Japanese WW2 "Fu-Go" Balloon Bombs (2016)
5 comments
·February 1, 2025nayuki
I learned about these bombs from the PC video game Red Alert 3. https://en.wikipedia.org/wiki/Command_%26_Conquer:_Red_Alert...
lupusreal
In a sad and strange twist of fate, Reverend Archie Mitchell, who survived the Japanese balloon attack that killed his family, later traveled to Vietnam and was captured by the Vietcong. Negotiations for his release fell apart and he was never seen again. He might be presumed among the very few American civilian casualties of the Vietnam War.
hulitu
A nice read, finished with an abomination:
> When the first balloons arrived in America, they technically became the world’s first intercontinental ballistic missile.

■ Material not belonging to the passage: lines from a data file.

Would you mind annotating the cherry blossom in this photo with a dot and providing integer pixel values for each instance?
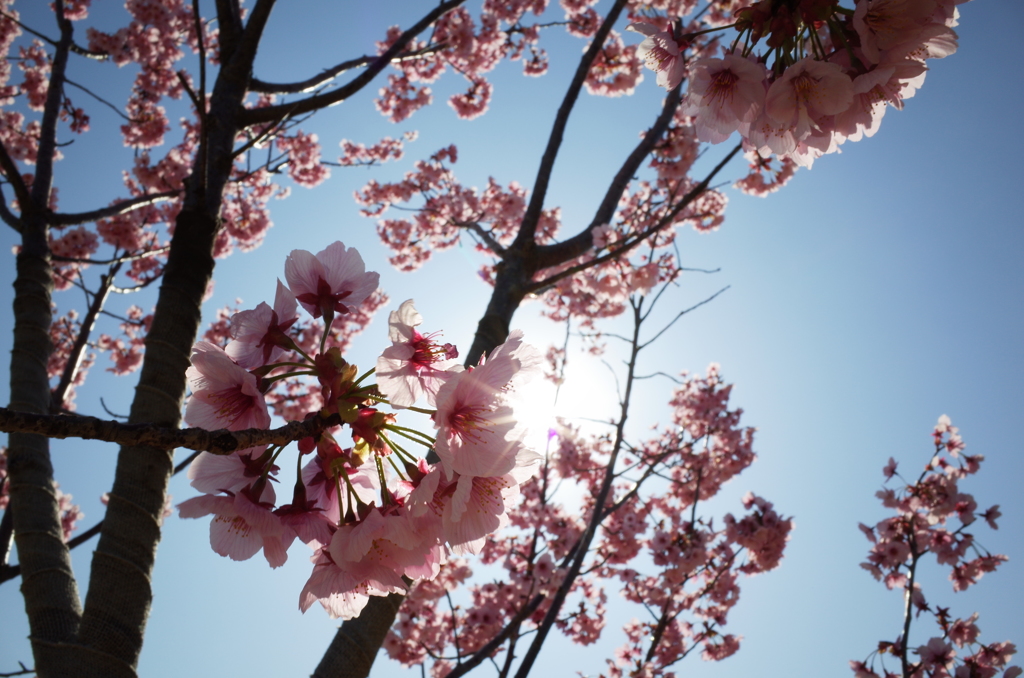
(662, 53)
(724, 94)
(333, 281)
(224, 395)
(259, 336)
(414, 366)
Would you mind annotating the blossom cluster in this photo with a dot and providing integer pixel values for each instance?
(933, 515)
(372, 512)
(833, 74)
(663, 555)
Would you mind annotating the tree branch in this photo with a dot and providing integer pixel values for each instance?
(88, 323)
(529, 220)
(662, 223)
(126, 257)
(99, 56)
(275, 113)
(552, 255)
(14, 176)
(597, 516)
(325, 77)
(8, 216)
(221, 441)
(123, 207)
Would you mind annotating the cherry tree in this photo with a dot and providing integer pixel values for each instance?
(792, 80)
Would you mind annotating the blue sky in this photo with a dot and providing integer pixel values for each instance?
(872, 294)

I mean, checking what ballistic and missile means, would have helped here.
adrian_b
They certainly were not ballistic.
Whether they could be called missiles is less clear.
The original sense of the word "missile" was "something that can be thrown" (e.g. javelins or arrows).
Balloons cannot really be thrown.
Nevertheless, sometimes "missile" had been used in a wider sense, as "something that can be sent away". In this loose sense the word could have been applied to these balloons.
"They also concluded that the main damage from these bombs came from the incendiaries, which were especially dangerous for the forests of the Pacific Northwest. The winter was the dry season, during which forest fires could turn very destructive and spread easily."
Either the climate has changed drastically since 1944, or this is nonsense. For the past 30 years, winter has been the wet season. It rains almost every day for November through April. On the other hand, it hardly ever rains on July and August, and very little in September.